Indirizzi Le amministrazioni controllanti dovranno rivolgere alle società partecipate atti di indirizzo, per obbligarle a utilizzare la mobilità tra società partecipate, prima di attivare procedure per reclutamento di personale. È, nella sostanza, una replica dell’obbligo gravante sulle amministrazioni pubbliche di far precedere i concorsi appunto da procedure di acquisizione di dipendenti mediante mobilità intercompartimentale.

Eccedenze e mobilità obbligatoria Le partecipate saranno tenute ad attivare procedure di rilevazione di esuberi del personale che sfocino in una mobilità obbligatoria, qualora rilevino eccedenze di personale.
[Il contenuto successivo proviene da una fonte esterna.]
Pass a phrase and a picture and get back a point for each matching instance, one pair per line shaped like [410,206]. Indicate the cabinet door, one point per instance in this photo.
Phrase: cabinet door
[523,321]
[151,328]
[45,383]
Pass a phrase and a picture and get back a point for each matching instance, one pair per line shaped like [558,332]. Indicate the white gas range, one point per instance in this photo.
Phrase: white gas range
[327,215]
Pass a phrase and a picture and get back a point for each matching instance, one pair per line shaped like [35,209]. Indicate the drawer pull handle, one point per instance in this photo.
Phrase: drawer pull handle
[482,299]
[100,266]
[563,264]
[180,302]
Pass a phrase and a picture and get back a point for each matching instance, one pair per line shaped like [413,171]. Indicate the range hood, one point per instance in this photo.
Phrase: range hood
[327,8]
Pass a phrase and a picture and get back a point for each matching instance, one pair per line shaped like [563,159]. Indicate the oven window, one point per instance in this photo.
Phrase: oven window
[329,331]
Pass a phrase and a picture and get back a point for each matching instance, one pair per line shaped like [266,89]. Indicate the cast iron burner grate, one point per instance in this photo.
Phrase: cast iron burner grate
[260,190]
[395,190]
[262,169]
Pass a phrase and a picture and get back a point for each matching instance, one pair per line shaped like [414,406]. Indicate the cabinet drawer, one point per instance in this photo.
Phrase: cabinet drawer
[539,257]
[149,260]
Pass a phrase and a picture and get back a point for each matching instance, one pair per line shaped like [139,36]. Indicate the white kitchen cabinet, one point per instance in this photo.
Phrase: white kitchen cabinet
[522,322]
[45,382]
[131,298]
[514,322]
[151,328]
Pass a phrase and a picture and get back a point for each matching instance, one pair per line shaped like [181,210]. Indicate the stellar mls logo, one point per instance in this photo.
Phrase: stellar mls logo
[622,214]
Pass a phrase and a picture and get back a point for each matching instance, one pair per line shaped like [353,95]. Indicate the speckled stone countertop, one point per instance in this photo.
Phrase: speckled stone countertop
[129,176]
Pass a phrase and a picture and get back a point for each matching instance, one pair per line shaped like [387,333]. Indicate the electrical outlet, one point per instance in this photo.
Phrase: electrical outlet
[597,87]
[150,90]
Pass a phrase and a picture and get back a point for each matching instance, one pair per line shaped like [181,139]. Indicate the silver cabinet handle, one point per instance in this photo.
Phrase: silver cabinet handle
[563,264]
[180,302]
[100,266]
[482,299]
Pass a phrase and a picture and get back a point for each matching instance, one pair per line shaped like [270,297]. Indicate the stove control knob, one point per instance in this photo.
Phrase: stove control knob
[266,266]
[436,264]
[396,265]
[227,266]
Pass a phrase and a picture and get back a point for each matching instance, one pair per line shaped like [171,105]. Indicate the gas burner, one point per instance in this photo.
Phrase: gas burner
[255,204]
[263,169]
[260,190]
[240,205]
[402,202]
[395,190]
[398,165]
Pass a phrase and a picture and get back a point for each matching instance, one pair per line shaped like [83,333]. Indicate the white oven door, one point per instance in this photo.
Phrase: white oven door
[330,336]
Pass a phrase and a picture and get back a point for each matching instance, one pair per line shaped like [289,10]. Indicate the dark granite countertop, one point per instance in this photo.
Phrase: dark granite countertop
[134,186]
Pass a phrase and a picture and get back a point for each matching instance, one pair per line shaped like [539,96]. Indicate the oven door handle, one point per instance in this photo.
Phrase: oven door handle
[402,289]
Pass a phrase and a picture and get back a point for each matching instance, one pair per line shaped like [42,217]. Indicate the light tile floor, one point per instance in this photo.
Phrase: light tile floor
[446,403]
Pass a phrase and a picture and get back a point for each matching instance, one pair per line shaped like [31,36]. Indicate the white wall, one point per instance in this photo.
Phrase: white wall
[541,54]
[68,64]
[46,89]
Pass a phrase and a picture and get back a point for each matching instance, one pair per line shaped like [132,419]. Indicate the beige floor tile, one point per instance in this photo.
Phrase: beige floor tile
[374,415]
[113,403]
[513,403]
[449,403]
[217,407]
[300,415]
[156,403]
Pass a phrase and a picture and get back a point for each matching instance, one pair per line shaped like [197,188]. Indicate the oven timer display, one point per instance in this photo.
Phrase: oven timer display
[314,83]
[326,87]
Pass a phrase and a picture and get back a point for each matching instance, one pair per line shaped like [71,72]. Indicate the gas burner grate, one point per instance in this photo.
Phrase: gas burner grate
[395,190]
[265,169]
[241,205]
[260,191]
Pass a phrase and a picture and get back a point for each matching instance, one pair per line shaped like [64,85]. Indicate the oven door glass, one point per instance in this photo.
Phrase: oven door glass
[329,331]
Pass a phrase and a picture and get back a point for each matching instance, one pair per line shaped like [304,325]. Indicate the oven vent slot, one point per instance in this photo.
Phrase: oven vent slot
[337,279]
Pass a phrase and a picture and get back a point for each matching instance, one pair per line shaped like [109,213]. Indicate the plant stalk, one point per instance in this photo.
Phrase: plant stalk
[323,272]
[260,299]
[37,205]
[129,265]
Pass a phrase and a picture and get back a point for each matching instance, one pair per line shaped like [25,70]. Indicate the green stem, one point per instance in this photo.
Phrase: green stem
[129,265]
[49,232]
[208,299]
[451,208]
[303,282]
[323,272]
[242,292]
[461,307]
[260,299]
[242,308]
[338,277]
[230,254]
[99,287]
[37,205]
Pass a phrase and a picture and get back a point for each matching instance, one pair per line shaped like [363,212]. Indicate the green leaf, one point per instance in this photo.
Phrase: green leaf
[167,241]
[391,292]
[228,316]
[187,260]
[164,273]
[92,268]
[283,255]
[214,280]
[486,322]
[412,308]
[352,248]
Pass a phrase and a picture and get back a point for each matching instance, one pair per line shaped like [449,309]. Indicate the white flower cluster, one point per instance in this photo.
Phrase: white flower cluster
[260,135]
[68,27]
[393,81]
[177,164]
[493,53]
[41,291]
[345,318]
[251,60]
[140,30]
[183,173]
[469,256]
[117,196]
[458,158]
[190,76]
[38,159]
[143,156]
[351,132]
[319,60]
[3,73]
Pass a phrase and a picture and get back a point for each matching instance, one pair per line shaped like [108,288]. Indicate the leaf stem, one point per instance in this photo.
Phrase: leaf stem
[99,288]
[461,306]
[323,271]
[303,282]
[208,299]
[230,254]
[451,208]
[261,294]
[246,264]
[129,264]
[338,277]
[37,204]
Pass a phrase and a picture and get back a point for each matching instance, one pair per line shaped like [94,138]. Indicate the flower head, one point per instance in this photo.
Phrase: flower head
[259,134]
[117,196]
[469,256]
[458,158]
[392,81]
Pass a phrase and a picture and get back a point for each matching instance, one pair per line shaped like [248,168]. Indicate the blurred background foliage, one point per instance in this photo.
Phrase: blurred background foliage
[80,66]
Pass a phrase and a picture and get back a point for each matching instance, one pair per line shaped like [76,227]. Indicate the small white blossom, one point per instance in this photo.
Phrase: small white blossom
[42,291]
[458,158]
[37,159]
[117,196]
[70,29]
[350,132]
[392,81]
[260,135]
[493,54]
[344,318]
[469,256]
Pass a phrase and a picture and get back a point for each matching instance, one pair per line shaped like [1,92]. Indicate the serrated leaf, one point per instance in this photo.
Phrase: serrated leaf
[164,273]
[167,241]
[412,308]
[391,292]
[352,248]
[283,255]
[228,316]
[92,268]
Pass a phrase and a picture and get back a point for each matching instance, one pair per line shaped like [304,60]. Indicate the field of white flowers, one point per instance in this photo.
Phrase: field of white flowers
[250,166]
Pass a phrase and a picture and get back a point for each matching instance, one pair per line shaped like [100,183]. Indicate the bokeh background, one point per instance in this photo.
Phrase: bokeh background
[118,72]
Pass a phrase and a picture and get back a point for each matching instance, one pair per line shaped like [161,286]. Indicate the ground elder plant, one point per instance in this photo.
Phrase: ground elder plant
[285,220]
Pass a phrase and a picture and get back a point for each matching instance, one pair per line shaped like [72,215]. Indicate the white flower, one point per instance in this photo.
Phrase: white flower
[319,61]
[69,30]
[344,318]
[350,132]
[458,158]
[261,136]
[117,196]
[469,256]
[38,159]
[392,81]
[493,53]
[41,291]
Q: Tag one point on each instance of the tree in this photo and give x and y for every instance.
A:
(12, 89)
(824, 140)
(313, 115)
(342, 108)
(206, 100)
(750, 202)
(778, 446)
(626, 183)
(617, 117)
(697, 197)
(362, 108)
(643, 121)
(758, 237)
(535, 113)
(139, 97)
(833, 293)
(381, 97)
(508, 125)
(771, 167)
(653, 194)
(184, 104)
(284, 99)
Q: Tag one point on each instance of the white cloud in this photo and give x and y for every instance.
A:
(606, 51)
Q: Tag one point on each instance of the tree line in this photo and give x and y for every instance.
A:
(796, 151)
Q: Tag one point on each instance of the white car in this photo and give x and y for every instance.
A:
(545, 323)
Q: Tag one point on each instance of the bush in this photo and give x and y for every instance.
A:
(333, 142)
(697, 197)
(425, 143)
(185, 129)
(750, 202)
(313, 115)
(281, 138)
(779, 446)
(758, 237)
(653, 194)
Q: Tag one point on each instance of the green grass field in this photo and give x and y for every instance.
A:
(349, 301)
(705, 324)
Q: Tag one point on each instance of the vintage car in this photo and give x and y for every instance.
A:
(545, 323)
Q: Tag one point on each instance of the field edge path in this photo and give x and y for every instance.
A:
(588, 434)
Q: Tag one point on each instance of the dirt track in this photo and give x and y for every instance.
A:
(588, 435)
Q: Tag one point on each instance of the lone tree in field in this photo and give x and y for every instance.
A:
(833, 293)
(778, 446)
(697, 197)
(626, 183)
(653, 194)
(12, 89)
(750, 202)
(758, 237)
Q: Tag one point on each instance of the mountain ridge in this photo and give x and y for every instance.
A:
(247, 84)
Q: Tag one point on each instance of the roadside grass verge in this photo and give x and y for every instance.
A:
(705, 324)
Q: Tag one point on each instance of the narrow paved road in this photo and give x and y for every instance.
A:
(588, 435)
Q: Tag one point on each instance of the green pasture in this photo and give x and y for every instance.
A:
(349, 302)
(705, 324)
In particolare, gli esuberi deriveranno da motivate esigenze funzionali e sempre laddove le di spese di personale risultino pari o superiori al 50% delle spese correnti. La riproposizione dell’istituto con la legge di stabilità non ha superato due problemi già evidenziati col dl 101/2013: la circostanza che molte partecipate, per la natura dei servizi che svolgono, a elevato impiego di manodopera, hanno certamente spese di personale elevate; nonché il concetto di «spese correnti», non propriamente conforme alla contabilità privatistica. In ogni caso, rilevati gli esuberi, le società debbono inviare un’informativa preventiva alle rappresentanze sindacali operanti presso di loro ed alle organizzazioni sindacali firmatarie del contratto collettivo applicato, nella quale indicare numero, collocazione aziendale e profili professionali del personale eccedentario. Tali informazioni vanno comunicate anche al dipartimento della funzione pubblica.

Una volta dichiarate in esubero, le posizioni lavorative dovranno essere cancellate dall’organizzazione e non potranno essere ripristinate con nuove assunzioni. Entro dieci giorni dal ricevimento dell’informativa l’ente controllante dovrà ricollocare il personale eccedentario nell’ambito della stessa società, anche ricorrendo a forme flessibili di gestione del tempo di lavoro, oppure presso altre società controllate dal medesimo ente o dai suoi enti strumentali.

Accordi Per facilitare la ricollocazione del personale in esubero gli enti controllanti e le stesse società partecipate potranno possono concludere accordi collettivi con le organizzazioni sindacali più rappresentative, che consentano di attivare la mobilità dei dipendenti in esubero presso altre società dello stesso tipo anche operanti fuori del territorio regionale ove ha sede la società interessata dalle eccedenze. Incentivi Per favorire le forme di mobilità viste sopra, le partecipate possono farsi carico, per un periodo massimo di tre anni, di una quota parte non superiore al 30% del trattamento economico del personale interessato dalla mobilità, nell’ambito delle proprie disponibilità di bilancio e senza nuovi o maggiori oneri a carico della finanza pubblica. Tali somme non concorrono alla formazione del reddito imponibile ai fini delle imposte sul reddito e dell’imposta regionale sulle attività produttive.